论文导读::中国与意大利的社会关系以及全球治理之间的相互关系既取决于双边关系的客观进程,同时也取决于双方各自对于对方的认知状况。中国人对于全球治理下社区发展的研究尚处于起步阶段,意大利社区发展形成的相关理论及实践进程不光与意大利的实际成就有关,而且也与中国人决心投身于社区研究的历史努力息息相关。尽管中国与意大利无论是历史文化、现行体制、还是地缘政治经济条件都有很大的差异,但是这是一个相互关联、客观背景类似、具有内在动因的历史过程,在这一过程中,各国学者、精英与民众自主选择的多样性得以实现。
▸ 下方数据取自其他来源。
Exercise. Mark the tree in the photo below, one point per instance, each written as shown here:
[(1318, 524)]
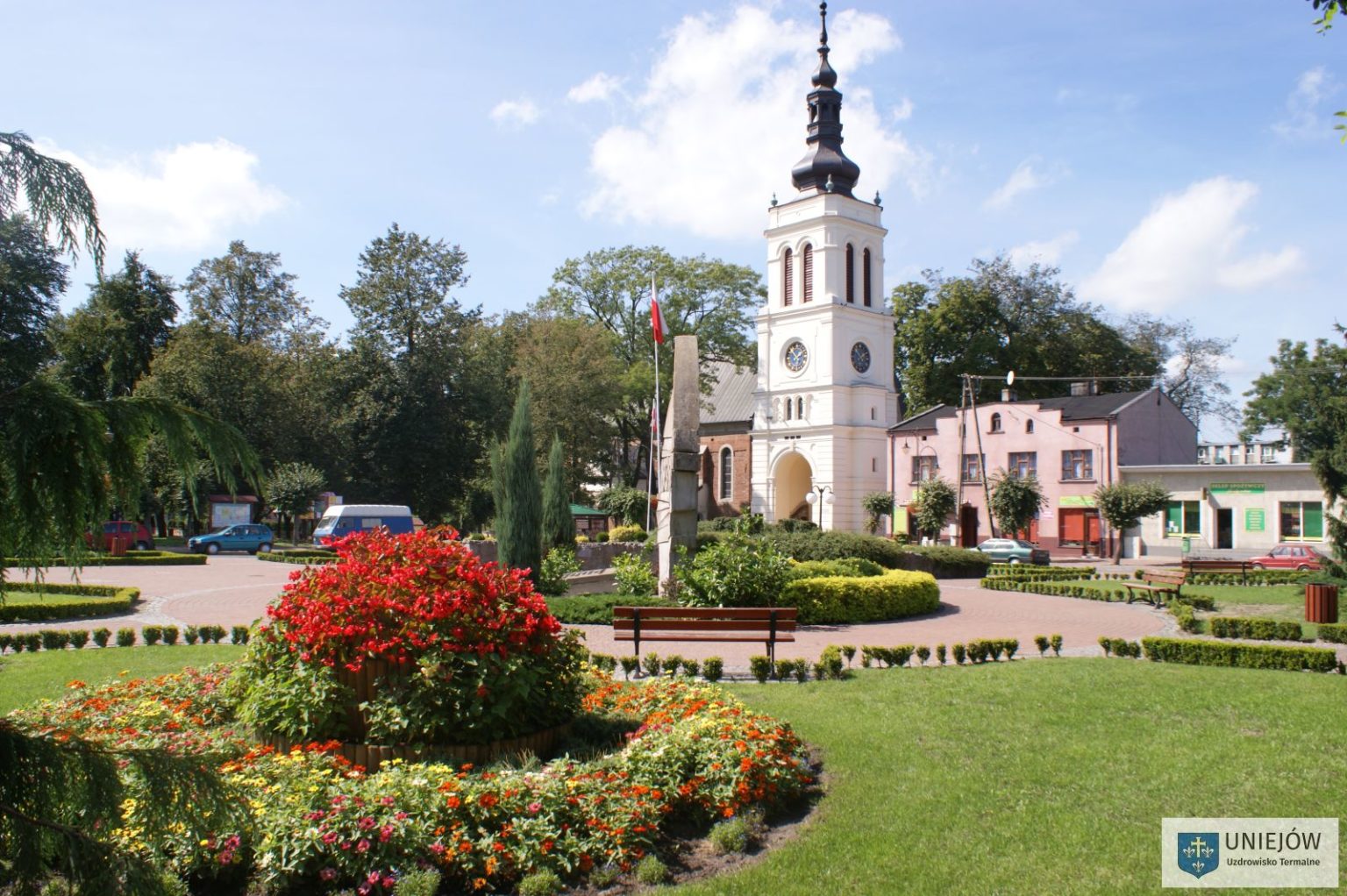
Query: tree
[(876, 504), (558, 523), (107, 345), (1306, 395), (402, 288), (935, 501), (32, 281), (248, 296), (1015, 501), (293, 488), (55, 196), (1123, 504), (1000, 320), (612, 288), (519, 520)]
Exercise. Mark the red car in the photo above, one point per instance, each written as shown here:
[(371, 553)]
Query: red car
[(1289, 557)]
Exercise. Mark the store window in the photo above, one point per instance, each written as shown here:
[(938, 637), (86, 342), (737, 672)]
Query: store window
[(1301, 520), (1183, 517)]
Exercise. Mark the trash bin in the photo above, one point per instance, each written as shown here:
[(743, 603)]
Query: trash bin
[(1321, 602)]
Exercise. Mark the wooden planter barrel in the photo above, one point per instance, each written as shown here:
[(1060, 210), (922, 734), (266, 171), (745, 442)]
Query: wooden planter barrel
[(1321, 602), (374, 755)]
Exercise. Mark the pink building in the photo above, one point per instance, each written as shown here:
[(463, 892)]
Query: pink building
[(1073, 444)]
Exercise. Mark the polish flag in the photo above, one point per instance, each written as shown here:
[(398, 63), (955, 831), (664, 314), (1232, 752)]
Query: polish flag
[(656, 316)]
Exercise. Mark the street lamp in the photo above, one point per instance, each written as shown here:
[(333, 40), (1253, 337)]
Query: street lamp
[(821, 494)]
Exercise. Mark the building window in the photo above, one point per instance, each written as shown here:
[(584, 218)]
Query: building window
[(807, 274), (1078, 465), (1183, 517), (1024, 464), (1301, 520), (850, 274), (865, 276)]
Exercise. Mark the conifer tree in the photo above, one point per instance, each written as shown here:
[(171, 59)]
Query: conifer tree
[(558, 524), (519, 519)]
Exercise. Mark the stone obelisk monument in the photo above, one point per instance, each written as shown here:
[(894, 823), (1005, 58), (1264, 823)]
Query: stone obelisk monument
[(678, 464)]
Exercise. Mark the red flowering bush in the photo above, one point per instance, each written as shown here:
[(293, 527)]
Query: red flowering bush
[(477, 654)]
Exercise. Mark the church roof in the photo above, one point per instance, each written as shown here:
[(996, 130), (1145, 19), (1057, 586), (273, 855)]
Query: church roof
[(1073, 407), (731, 399)]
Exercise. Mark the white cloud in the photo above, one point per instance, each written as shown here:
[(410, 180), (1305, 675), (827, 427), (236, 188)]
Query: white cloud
[(721, 120), (597, 88), (1047, 252), (1023, 180), (189, 197), (1187, 247), (1303, 117), (515, 113)]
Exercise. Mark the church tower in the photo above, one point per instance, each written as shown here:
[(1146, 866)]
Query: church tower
[(824, 394)]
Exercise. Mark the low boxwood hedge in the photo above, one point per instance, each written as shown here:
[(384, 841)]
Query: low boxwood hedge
[(103, 600), (1194, 652), (834, 600), (1254, 628)]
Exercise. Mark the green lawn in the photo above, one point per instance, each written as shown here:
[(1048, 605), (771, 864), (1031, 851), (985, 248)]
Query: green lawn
[(30, 677), (1036, 776)]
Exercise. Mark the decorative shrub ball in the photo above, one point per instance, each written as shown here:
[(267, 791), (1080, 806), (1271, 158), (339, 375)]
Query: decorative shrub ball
[(465, 652)]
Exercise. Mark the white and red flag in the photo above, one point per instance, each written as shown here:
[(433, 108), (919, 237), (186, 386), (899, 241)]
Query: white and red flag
[(656, 316)]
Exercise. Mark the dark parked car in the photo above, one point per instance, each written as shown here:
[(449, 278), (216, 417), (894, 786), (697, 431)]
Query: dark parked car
[(1289, 557), (253, 537), (1009, 550)]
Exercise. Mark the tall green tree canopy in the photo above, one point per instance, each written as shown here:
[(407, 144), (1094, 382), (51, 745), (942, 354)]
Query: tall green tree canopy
[(402, 288), (248, 296), (705, 296)]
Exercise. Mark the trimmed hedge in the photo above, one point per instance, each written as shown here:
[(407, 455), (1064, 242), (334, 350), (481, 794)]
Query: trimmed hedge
[(1254, 628), (104, 600), (130, 558), (833, 600), (595, 609), (1193, 652)]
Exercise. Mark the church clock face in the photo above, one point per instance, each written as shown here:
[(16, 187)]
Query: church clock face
[(861, 358)]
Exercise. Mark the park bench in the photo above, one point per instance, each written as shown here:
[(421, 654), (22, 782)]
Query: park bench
[(1156, 584), (766, 624), (1218, 566)]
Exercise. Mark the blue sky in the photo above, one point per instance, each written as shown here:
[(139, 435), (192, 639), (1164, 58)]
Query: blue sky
[(1171, 157)]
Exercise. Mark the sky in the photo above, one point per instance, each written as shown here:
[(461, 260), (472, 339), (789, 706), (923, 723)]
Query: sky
[(1170, 157)]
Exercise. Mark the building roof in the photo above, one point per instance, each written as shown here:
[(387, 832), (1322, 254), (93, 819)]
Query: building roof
[(1073, 407), (731, 398)]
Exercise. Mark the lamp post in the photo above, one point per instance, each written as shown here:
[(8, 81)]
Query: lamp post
[(819, 494)]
本文选择了国际社区研究形成的相关理论加以阐释,对国内当代社会社区管理的构造进行了解析,继而提出了社区研究与实践的关系问题,对中国社区管理理论的发展进行一些探索,同时也希望能对中国在全球治理下社区研究的总体发展和扩大尽一点微薄之力。
论文关键词:意大利,欧洲,社区管理,全球化
自上个世纪的70年代以来,意大利开展了广泛的社区发展活动,它是适应国际社会历史进程与经济发展和社会化程度提高到一定阶段的必然要求。处于国际经济政治全球化,全球治理多元化,当代科技信息化等背景下的当今社会,社区研究在国际上已成为一个新的热门领域,引起了极大的关注。而学术界对于社区研究的看法也不尽相同,因此,它的重要性就突显了出来。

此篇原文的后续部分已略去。